Clinical Consequences
  • Clinical Course
    • UC presents with relatively long episodes of symptomology lasting weeks to months that relapse and remit over years. Episodes may be separated by years and some may be quite mild although important complications may arise from severe episodes and long-term presence of the disease.
  • Episode Symptomology:
    • The specific symptomology associated with extended episodes of UC depends on the extent and severity of pathology along the large intestine. When disease is limited to the rectum, stool is usually well-formed but bloody as it passes through the inflamed and ulcerated rectum. When pathology extends into the remainder of the large intestine, clinical diarrhea may arise likely representing excessive alimentary motility due to inflammatory irritation of the colonic mucosa (i.e. a dysmotility diarrhea).
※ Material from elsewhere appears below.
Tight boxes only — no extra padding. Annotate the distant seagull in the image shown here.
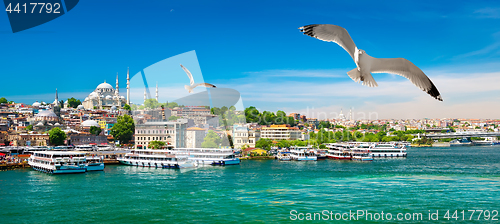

Blood in the the stool typically represents a minor source of lower GI bleeding although in rare cases bleeding can be significant. This stands in contrast to Crohn Disease where blood in the feces is infrequent.
  • Complications:
    • The most feared complication of UC is development of colorectal carcinoma whose risk increases with longer duration of disease and increased anatomic geography. Although rare, toxic megacolon and bowel perforation can occur as described above. In contrast to Crohn Disease, UC is not characterized by fibrotic strictures; in fact, development of bowel obstruction in a UC patient most likely represents development of an intestinal tumor.